As you can see, I pretty much stuck with it on a daily basis, except for two days in the vicinity of the free levels. I’m also speeding up instead of slowing down, probably to do with realizing that drinking while going through reviews and lessons is a sure way to fuck up my memory.
I also finally figured out when my reviews actually appear, and how the whole thing works, basically just before I hit level 9.
Essentially my method right now is this:
- Reach level, do all lessons for previous level vocabulary, and just enough to get all the radicals down, pretty much within the hour of reaching the level.
- Do the next review 4 or 8 hours later (depending on when I go to sleep), then the reviews after that right on time again for the radicals.
- In the meantime, I’m doing lessons for the new kanji every now and then, this way I keep a manageable amount of new lessons at a time, which will translate later for vocabulary as well. Given that you essentially can only level up after you unlocked and filled up the kanji featuring the new radicals, this doesn’t actually increase your time on the level.
- As soon as all radicals are learnt (3d11h in I think), just learn all of the new kanji, and repeat the same process (ASAP reviews) as for the radicals.

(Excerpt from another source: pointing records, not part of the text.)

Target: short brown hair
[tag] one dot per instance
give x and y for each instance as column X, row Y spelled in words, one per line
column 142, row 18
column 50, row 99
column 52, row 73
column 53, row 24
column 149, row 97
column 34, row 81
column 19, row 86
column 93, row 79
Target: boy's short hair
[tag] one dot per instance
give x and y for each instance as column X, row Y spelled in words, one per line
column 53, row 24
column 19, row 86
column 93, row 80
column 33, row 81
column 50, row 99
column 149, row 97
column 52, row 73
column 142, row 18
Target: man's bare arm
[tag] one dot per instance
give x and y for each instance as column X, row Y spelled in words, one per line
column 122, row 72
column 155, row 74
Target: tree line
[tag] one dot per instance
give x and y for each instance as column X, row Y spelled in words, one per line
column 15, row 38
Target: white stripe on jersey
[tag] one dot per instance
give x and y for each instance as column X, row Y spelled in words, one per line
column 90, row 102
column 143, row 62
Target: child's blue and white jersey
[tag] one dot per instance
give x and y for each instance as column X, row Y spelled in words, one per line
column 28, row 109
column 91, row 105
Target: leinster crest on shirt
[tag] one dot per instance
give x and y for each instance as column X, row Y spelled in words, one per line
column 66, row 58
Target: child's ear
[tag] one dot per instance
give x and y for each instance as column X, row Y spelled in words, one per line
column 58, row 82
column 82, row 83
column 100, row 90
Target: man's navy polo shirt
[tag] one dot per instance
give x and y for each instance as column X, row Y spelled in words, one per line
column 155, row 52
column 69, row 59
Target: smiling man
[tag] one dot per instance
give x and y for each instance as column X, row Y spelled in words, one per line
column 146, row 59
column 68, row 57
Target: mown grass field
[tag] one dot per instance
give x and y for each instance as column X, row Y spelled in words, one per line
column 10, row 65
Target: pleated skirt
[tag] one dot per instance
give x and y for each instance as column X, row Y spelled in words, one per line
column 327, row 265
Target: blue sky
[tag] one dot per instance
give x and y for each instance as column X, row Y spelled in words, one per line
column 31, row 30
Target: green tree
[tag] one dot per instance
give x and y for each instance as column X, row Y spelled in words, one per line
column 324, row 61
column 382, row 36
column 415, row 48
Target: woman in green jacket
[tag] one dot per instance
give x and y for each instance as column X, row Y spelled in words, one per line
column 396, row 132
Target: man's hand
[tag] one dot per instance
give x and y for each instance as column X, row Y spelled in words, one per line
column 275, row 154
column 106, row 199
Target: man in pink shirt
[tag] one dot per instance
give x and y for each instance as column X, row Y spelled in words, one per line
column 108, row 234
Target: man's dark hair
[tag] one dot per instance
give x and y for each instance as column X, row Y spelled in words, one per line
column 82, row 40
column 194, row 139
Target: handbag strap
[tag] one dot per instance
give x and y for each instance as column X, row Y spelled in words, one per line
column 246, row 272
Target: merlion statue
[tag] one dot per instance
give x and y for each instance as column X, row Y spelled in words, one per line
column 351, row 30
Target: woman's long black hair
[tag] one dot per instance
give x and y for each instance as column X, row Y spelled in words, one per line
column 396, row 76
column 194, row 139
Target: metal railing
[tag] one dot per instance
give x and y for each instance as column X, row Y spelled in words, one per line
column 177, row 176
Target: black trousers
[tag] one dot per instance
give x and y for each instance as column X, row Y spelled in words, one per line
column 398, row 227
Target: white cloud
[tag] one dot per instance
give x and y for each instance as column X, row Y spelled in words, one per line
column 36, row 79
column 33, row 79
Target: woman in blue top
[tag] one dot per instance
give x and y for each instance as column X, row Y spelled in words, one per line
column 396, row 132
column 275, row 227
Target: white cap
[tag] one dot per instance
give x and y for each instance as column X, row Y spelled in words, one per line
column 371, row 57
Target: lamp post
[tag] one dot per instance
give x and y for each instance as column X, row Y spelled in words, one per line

Delay new vocabulary in small batches throughout like I did with kanji.
- Try to level up as soon as the hour hits for the final reviews, and back to step 1 within the same hour.
My accuracy isn’t great, but I’m glad I’m staying over 95%. Hopefully with my new realizations of what to do and what not to do the rate should improve over time.
Hopefully, with a bit of luck I’ll be able to keep this up and hit my goal of level 27 before 2021 (all JLPT 5 and JLPT 4 kanji).
Hopefully this post wasn’t too @cringe, but it felt kinda obligatory.